By Paul Tate
Despite the best efforts of US President George W. Bush and British Prime Minister Tony Blair to recruit a new pool of terrorists for Al Qaeda, the atrocities in Saudi Arabia, Madrid, Istanbul and Iraq may contain the very seeds that have caused previous Islamist insurgencies to collapse.
The increasingly random, brutal and indiscriminate acts of Al Qaeda cells around the world appear to reveal an organisation that has fragmented into desperate groups of individuals with no overall command structure. A clear example of this is the organisation's change of tactics and its apparent inability to target high-profile symbols of US power. The foot soldiers of the organisation are still active and increasingly dangerous, but the brains are missing.
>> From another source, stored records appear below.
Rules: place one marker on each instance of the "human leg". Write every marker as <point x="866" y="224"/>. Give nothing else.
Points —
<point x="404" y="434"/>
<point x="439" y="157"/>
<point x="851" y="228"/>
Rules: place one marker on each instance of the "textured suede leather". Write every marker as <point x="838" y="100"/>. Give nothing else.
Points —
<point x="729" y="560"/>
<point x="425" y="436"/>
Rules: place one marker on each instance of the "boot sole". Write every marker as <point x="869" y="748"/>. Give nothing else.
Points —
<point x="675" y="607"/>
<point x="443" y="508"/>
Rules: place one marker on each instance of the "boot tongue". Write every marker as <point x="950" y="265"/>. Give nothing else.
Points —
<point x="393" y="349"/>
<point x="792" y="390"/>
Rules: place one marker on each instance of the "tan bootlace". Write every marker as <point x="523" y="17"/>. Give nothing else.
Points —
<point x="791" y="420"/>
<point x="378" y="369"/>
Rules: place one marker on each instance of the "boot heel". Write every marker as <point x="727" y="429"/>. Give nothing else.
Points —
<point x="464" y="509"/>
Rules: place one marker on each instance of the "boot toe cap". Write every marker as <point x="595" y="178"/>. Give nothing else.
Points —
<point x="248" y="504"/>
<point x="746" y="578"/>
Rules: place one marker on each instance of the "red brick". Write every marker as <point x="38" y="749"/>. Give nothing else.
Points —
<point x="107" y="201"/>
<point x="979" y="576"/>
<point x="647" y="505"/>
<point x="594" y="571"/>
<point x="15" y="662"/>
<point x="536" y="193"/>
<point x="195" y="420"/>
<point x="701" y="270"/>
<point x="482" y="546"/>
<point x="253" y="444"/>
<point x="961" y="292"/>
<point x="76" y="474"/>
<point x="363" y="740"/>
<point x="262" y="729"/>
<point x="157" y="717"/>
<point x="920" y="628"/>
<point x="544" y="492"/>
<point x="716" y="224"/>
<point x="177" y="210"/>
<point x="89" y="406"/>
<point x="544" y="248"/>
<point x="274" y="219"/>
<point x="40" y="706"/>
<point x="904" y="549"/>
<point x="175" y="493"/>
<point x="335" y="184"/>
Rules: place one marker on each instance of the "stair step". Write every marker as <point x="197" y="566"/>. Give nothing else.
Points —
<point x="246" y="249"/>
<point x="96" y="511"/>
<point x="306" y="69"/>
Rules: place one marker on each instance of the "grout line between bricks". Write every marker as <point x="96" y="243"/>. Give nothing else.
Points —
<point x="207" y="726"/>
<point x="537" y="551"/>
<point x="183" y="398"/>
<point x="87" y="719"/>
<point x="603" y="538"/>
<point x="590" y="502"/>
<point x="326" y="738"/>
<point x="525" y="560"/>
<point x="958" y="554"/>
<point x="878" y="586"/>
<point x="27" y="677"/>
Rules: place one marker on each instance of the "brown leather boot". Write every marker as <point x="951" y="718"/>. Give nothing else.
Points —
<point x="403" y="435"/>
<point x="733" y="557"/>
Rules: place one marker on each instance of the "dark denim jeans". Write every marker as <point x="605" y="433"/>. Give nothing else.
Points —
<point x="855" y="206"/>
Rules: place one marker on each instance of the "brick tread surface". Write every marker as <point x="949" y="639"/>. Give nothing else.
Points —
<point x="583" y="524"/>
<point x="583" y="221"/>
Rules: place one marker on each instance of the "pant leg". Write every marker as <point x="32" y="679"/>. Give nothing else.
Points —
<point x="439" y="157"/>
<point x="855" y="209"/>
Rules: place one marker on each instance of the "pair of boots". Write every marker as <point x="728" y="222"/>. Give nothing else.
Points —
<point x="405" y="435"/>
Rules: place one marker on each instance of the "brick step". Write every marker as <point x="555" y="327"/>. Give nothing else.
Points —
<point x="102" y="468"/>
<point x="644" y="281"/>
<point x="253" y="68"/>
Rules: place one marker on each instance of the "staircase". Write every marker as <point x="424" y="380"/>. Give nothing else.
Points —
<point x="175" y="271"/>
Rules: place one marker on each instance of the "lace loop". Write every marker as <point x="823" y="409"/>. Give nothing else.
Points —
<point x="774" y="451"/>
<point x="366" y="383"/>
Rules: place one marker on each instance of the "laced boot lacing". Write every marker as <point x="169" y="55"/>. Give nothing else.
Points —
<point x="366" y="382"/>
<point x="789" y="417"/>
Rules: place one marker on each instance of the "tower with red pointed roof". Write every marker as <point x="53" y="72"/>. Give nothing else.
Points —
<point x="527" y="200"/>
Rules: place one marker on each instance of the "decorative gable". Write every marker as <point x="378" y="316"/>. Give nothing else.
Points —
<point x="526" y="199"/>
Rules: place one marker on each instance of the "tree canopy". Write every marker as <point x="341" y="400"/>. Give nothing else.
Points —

Carefully selected targets representing US military and economic might have been replaced by so-called "soft targets". Drive-by shootings of Western civilians, beheading of hostages and blowing up of innocent civilians on commuter trains have become the order of the day.
Most damagingly for the militants, increasing numbers of Muslim bystanders are dying as a result. Of course, many Muslims died on Sept. 11 and in the bombings of the US embassies in Kenya and Tanzania in 1998, but the fact that the targets were chosen because they represented symbols of US power gave the militants a certain "credibility". As callous and barbaric as these attacks were, for many people, and not just in the Middle East, the fact that Al Qaeda was able to strike at such potent symbols of US economic and political power overshadowed the carnage.
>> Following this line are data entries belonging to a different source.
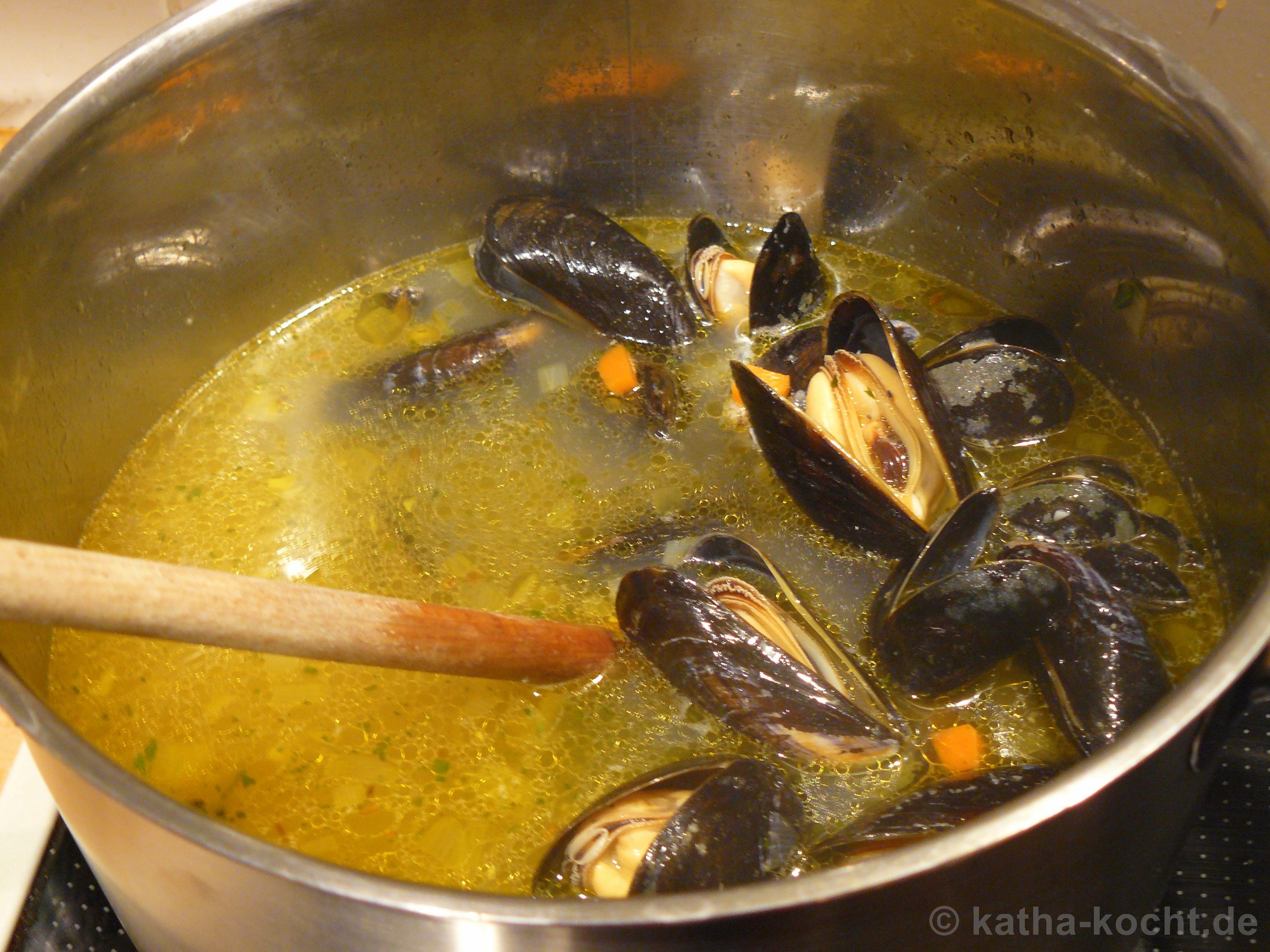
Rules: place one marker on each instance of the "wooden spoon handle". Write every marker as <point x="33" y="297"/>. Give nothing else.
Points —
<point x="74" y="588"/>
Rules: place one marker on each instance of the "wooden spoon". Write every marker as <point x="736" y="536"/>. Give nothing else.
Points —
<point x="79" y="589"/>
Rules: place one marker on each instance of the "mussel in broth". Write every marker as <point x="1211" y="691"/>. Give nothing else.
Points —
<point x="741" y="577"/>
<point x="947" y="620"/>
<point x="573" y="262"/>
<point x="784" y="285"/>
<point x="870" y="459"/>
<point x="695" y="826"/>
<point x="736" y="672"/>
<point x="1098" y="664"/>
<point x="451" y="362"/>
<point x="933" y="809"/>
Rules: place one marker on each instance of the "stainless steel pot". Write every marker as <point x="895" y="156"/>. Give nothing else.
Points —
<point x="253" y="154"/>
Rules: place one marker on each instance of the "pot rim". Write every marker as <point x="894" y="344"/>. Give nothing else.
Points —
<point x="138" y="65"/>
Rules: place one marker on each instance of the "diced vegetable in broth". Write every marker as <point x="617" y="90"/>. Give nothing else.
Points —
<point x="491" y="493"/>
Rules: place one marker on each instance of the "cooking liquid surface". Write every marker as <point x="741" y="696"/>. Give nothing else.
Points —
<point x="486" y="497"/>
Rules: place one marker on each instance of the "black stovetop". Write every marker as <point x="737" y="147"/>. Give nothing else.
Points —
<point x="1225" y="864"/>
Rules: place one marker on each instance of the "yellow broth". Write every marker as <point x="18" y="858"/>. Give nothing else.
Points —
<point x="484" y="497"/>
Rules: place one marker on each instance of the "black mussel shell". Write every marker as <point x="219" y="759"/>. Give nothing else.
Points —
<point x="1012" y="331"/>
<point x="929" y="810"/>
<point x="1001" y="395"/>
<point x="568" y="259"/>
<point x="657" y="397"/>
<point x="737" y="674"/>
<point x="1163" y="530"/>
<point x="1091" y="469"/>
<point x="799" y="355"/>
<point x="1140" y="576"/>
<point x="854" y="325"/>
<point x="857" y="325"/>
<point x="948" y="634"/>
<point x="724" y="555"/>
<point x="1075" y="513"/>
<point x="704" y="231"/>
<point x="1096" y="667"/>
<point x="821" y="479"/>
<point x="788" y="280"/>
<point x="955" y="544"/>
<point x="740" y="824"/>
<point x="451" y="362"/>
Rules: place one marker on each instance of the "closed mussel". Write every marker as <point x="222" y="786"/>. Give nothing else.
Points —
<point x="576" y="263"/>
<point x="718" y="659"/>
<point x="929" y="810"/>
<point x="945" y="619"/>
<point x="873" y="459"/>
<point x="1004" y="383"/>
<point x="696" y="826"/>
<point x="1096" y="667"/>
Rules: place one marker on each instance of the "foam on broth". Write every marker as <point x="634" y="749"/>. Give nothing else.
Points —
<point x="483" y="498"/>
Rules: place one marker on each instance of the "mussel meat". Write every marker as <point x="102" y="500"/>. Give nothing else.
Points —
<point x="738" y="673"/>
<point x="573" y="262"/>
<point x="871" y="459"/>
<point x="783" y="285"/>
<point x="696" y="826"/>
<point x="929" y="810"/>
<point x="1096" y="667"/>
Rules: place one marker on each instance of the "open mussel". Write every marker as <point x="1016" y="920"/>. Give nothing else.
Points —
<point x="945" y="619"/>
<point x="743" y="579"/>
<point x="929" y="810"/>
<point x="696" y="826"/>
<point x="573" y="262"/>
<point x="741" y="674"/>
<point x="781" y="286"/>
<point x="1096" y="667"/>
<point x="871" y="459"/>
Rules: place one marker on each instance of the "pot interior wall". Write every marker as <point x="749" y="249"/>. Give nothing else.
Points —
<point x="332" y="139"/>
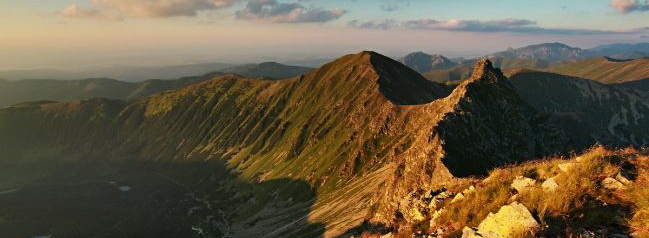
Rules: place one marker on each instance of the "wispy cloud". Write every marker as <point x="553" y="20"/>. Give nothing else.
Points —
<point x="381" y="24"/>
<point x="519" y="26"/>
<point x="390" y="7"/>
<point x="628" y="6"/>
<point x="274" y="11"/>
<point x="75" y="12"/>
<point x="109" y="9"/>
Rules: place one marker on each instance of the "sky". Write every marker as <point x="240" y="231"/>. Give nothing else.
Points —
<point x="74" y="34"/>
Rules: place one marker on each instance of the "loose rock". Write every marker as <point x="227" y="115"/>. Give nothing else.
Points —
<point x="510" y="221"/>
<point x="550" y="185"/>
<point x="521" y="183"/>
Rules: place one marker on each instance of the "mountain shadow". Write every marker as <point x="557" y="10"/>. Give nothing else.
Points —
<point x="148" y="199"/>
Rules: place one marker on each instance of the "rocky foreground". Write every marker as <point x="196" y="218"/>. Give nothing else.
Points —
<point x="601" y="193"/>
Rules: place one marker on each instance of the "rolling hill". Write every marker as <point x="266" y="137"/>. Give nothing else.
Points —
<point x="605" y="70"/>
<point x="12" y="92"/>
<point x="342" y="149"/>
<point x="422" y="62"/>
<point x="122" y="73"/>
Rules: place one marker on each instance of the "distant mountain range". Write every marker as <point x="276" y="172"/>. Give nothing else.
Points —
<point x="549" y="56"/>
<point x="422" y="62"/>
<point x="138" y="74"/>
<point x="362" y="143"/>
<point x="122" y="73"/>
<point x="12" y="92"/>
<point x="605" y="69"/>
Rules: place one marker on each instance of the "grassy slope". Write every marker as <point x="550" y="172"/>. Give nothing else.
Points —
<point x="363" y="123"/>
<point x="13" y="92"/>
<point x="605" y="70"/>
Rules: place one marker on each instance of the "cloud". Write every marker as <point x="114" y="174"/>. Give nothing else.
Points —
<point x="162" y="8"/>
<point x="519" y="26"/>
<point x="382" y="24"/>
<point x="628" y="6"/>
<point x="273" y="11"/>
<point x="118" y="9"/>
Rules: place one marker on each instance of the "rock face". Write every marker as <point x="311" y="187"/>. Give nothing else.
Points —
<point x="522" y="183"/>
<point x="513" y="220"/>
<point x="550" y="185"/>
<point x="550" y="52"/>
<point x="363" y="123"/>
<point x="588" y="111"/>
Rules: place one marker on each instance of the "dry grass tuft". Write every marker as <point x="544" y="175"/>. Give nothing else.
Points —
<point x="579" y="203"/>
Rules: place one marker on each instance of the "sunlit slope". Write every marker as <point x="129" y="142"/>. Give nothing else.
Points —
<point x="363" y="132"/>
<point x="605" y="70"/>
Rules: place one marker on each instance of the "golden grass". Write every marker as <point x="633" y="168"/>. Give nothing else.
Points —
<point x="579" y="190"/>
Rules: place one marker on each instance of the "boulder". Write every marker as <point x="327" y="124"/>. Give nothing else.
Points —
<point x="389" y="235"/>
<point x="469" y="232"/>
<point x="613" y="184"/>
<point x="435" y="216"/>
<point x="623" y="179"/>
<point x="549" y="185"/>
<point x="521" y="183"/>
<point x="565" y="167"/>
<point x="512" y="220"/>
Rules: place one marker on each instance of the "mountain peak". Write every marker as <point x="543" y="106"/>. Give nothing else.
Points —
<point x="484" y="71"/>
<point x="422" y="62"/>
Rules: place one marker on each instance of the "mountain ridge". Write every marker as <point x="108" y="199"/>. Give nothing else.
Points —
<point x="362" y="123"/>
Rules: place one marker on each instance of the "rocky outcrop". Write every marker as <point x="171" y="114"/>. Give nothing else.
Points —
<point x="422" y="62"/>
<point x="521" y="183"/>
<point x="513" y="220"/>
<point x="589" y="112"/>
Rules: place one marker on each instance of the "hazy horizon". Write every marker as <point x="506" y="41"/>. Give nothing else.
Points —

The leaders of Al Qaeda were well aware of the "PR value" of these targets, something that cannot be said now. The murder and recorded beheadings of civilian contractors in Saudi Arabia, the bombing of commuter trains taking ordinary people to work in Madrid and the killing of innocent Muslim bystanders in Saudi Arabia, Istanbul and Iraq have done nothing for Al Qaeda''s credibility. In their lust for blood, the radical Islamists of Al Qaeda have failed to learn from their predecessors in the Egyptian Al Jamiah Al Islamiyah or the Armed Islamic Group (GIA) in Algeria.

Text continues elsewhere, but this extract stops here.